Cualquiera que sea el caso, el gran reto es disminuir la vulnerabilidad del país frente a estos dos fenómenos climáticos, para lo cual es imperativo detener en forma tajante la destrucción de nuestros ecosistemas, iniciar la restauración de aquellos que son críticos por los servicios ambientales que prestan (como la regulación del ciclo hídrico y el control de la erosión), reubicar los asentamientos humanos en peligro y, sobre todo, generar políticas que garanticen a los más pobres el acceso a tierras aptas para la urbanización.
Infortunadamente, estamos galopando en la dirección contraria, como lo atestigua el patético balance ambiental de la primera década del milenio. Así, por ejemplo, la tasa de deforestación casi se triplicó entre el 2000 y el 2009, al haberse aniquilado tres millones de hectáreas de bosques en el período.

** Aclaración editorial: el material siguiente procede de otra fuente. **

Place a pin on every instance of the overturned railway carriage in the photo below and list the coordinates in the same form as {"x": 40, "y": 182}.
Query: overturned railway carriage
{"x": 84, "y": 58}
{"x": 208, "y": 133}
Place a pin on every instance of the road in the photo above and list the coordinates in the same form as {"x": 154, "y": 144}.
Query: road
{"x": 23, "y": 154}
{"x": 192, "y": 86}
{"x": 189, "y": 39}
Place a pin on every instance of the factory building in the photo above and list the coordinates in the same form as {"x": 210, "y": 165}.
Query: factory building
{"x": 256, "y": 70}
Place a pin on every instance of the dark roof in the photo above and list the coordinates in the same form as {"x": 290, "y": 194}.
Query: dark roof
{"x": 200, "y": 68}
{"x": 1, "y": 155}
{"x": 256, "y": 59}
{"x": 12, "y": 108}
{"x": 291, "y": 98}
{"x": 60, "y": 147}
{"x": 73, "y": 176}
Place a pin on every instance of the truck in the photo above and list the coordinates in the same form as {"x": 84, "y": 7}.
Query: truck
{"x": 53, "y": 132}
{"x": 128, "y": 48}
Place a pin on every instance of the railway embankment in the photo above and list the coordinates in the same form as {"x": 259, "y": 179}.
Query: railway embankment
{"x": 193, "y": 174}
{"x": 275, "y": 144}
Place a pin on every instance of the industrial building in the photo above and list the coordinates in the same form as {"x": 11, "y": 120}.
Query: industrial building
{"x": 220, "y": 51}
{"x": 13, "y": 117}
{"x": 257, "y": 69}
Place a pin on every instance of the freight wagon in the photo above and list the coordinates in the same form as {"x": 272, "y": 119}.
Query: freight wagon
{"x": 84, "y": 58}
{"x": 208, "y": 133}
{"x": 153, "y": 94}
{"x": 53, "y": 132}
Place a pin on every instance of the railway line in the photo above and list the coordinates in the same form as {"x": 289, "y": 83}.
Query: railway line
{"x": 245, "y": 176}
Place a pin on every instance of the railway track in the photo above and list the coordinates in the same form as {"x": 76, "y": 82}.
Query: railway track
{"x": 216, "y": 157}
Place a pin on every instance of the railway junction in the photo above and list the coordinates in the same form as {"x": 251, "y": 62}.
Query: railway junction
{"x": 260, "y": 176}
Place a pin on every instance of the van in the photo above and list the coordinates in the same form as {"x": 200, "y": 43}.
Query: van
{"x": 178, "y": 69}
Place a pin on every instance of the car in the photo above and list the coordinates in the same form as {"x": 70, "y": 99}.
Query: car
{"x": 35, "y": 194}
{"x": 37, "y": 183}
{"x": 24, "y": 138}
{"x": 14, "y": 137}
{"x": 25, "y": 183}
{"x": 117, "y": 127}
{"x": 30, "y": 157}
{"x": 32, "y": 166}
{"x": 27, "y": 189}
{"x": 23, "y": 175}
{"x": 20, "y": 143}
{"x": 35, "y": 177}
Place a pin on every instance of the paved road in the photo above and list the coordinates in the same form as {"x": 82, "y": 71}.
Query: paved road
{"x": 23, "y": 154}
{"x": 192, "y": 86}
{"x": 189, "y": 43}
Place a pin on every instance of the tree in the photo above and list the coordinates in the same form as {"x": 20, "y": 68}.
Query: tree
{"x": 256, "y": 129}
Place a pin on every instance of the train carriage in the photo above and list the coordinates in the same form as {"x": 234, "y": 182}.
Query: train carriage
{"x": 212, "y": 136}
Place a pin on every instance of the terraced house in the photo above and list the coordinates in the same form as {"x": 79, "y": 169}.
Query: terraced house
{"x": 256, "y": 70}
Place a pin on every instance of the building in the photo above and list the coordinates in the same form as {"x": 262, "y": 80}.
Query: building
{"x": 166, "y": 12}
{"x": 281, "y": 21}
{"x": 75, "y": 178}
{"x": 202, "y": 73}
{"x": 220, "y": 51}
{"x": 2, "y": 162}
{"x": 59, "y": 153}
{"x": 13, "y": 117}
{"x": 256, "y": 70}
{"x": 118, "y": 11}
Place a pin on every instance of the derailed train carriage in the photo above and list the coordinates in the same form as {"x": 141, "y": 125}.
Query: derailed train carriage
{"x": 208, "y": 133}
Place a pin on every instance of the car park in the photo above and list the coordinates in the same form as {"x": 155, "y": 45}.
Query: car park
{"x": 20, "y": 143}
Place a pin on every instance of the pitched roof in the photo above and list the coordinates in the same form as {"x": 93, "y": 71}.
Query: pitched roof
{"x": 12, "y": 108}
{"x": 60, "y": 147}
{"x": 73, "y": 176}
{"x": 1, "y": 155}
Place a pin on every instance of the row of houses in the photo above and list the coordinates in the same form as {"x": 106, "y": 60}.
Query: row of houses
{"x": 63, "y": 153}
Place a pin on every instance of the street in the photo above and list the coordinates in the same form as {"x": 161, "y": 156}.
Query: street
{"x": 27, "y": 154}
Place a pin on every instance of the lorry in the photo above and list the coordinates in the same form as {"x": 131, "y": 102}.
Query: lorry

Es un proceso de deterioro ambiental que lamentablemente ha sido favorecido por las políticas del alto gobierno, como se manifiesta, por ejemplo, en los cientos de títulos mineros otorgados en zonas de especial valor ecológico, en la realización o anuncio de obras que, como las carreteras del Tapón del Darién y de Las Ánimas-Nuquí, están generando la inevitable pérdida de valiosos ecosistemas naturales, y en el fomento de un modelo de transformación de la Orinoquia que está conduciendo a la destrucción de humedales y de bosques.
Para enfrentar este estado de cosas, es urgente fortalecer en forma integral la institucionalidad ambiental, que incluye la necesaria reforma del Ministerio del Ambiente y de las CAR, así como revisar a fondo el Sistema Nacional para la Prevención y Atención de Desastres.
Pero estas fórmulas no son suficientes, puesto que lo que se requiere, en esencia, es reorientar con sabiduría las denominadas locomotoras del desarrollo. Y es que, si estas continúan su marcha sin resolver los problemas de pobreza y en un desbocado proceso de destrucción ambiental, acabarán condenando al país a que se magnifiquen y multipliquen, cada vez más, los efectos de las agudas e inevitables oleadas invernales del futuro, y a que se produzcan tragedias equivalentes, o más graves, a la que hoy enfrentamos.